The risk of an uncertain future
Why do we find some decisions harder than others? Legendary investor Warren Buffet once said: “If you don’t make mistakes, you can’t make decisions.” That hits the nail on the head, because every decision we make relates to future developments – and the future can rarely be predicted reliably. Consequently, every decision involves uncertainty. To minimize our risks, we therefore need to get the best possible picture of what might happen in the future. To do that, we use our knowledge and experience and gather relevant information. For example, if you are trying to choose the right plastics, you might read specialist journals, consult your suppliers, and consider the new materials your competitors are using.
“When decisions relate to innovations, it’s often difficult to establish a sound factual basis,” says Johanna Krauthauf, Head of Business Transformation & Marketing at Kuraray. “Let me give you an example. Every year, Kuraray’s management provides a budget for innovative projects. Colleagues can submit ideas and may be invited to present them. So many good ideas are presented that deciding which to choose is often really difficult – not least because many factors are difficult to assess or cannot be quantified. A utility analysis can be helpful in such situations.”
A bridge between reason and intuition
A utility analysis is particularly suitable for highly complex decisions. One benefit is that it is not based solely on quantitative data; it also includes soft (qualitative) factors, ranging from individual values to intuition and gut feeling. Imagine your company has to two decide between two equal innovation projects. The first step in a utility analysis is defining criteria, for example, whether the project is a good fit with your company’s long-term goals or what specific benefits it offers you and your customers. In the next step, you weight the criteria by relevance. That provides a clear outcome, which – ideally – helps you take a decision.

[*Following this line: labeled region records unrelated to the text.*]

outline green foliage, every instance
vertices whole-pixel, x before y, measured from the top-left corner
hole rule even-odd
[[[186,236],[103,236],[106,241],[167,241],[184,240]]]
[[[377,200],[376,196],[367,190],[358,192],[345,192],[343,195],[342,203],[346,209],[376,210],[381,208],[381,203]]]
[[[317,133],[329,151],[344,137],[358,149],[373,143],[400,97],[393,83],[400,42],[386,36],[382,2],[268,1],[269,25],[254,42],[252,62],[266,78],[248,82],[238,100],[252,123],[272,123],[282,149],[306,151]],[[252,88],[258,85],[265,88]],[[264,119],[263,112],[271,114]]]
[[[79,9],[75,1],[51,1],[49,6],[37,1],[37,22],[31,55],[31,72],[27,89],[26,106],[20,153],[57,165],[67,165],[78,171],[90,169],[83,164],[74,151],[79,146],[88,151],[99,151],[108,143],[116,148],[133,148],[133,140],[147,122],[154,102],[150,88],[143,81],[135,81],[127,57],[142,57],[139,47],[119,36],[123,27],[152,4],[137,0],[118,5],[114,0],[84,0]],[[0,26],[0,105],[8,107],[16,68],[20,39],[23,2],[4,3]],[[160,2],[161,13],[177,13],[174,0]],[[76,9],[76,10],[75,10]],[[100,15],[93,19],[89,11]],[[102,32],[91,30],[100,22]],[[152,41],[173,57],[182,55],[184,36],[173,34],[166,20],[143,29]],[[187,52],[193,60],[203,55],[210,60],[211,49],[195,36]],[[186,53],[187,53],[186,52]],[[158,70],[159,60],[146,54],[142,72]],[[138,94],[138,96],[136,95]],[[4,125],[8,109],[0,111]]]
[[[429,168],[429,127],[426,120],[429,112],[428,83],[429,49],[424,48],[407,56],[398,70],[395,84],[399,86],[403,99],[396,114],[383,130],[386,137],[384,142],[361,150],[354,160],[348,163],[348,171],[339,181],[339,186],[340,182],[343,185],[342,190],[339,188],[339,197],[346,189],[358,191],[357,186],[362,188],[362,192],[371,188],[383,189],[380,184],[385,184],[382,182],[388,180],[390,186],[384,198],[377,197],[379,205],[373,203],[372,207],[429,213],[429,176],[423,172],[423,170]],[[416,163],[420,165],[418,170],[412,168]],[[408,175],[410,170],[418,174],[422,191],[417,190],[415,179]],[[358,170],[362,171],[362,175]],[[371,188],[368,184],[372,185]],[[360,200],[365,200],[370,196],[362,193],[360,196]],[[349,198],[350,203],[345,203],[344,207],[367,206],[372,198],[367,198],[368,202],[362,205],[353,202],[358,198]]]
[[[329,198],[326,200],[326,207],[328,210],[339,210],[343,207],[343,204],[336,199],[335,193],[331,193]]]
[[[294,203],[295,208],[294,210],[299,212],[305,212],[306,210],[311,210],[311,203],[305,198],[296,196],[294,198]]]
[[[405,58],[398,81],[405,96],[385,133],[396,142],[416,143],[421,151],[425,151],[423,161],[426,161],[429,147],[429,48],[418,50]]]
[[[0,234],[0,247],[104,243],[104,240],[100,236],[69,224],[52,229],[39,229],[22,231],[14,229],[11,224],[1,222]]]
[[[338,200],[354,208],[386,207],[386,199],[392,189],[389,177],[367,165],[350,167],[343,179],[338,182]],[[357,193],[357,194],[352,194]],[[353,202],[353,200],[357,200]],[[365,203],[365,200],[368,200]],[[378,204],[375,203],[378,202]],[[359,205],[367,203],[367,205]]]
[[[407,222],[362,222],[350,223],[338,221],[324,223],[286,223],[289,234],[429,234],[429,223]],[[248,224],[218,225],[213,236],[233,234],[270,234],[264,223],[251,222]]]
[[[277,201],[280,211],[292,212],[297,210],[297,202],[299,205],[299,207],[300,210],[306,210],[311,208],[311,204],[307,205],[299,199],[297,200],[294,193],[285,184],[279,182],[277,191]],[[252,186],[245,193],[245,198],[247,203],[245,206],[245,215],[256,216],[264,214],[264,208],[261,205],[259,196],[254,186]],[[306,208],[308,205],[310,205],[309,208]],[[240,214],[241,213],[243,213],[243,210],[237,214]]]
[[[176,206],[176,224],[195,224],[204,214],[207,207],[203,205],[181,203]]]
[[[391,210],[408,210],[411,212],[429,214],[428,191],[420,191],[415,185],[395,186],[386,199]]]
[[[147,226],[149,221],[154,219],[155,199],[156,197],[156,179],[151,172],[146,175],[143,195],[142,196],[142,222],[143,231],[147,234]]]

The box summarizes the steps in a utility analysis.
“What our team finds useful about this tool is that we can include both hard facts and soft factors such as intuition,” says Daniela Niemeyer, Specialist Organizational Development. “However, that is also a challenge, for example, when we work with other teams in larger groups. Selecting and weighting the criteria is very subjective, which makes it difficult to define a uniform evaluation that everyone in the group finds acceptable.”
Steps in a utility analysis:
A utility analysis is a tool that facilitates complex decisions where not much reliable data is available. You can use a utility analysis, for example, to help you select an innovation project to drive forward your company:
1. What is the objective? We want to strengthen sustainability in our company.
2. What decisions have to be taken? We have four innovation projects that could help drive forward sustainability in the company, but our budget only allows us to support one of them.
3. Define the criteria for selecting one of the options:
In this step, you define the quantitative, qualitative, and knock-out criteria influencing the decision:
- Quantitative criteria: The innovation project should improve our carbon footprint by 10 percent.
- Qualitative criteria: The innovation project should be good for our image.
- Knock-out criteria: The innovation project must not reduce production capacity.
4. Create a table: Select the five most important criteria.
Create a column for each criterion and a row for each of innovation project. Then perform the following four steps:
- Evaluate the extent to which each project meets each criterion on a scale of one to ten (utility factor).
- Weight each criterion by allocating 100 percentage points among the criteria. Attributes that are particularly important for the selection of the project are given more points than those that are less important.
- Multiply the utility factor by the weighting of each criterion
- Add together the scores for each innovation project If you have selected the criteria well, the outcome will give a clear indication of which project should be given preference in the decision-making process.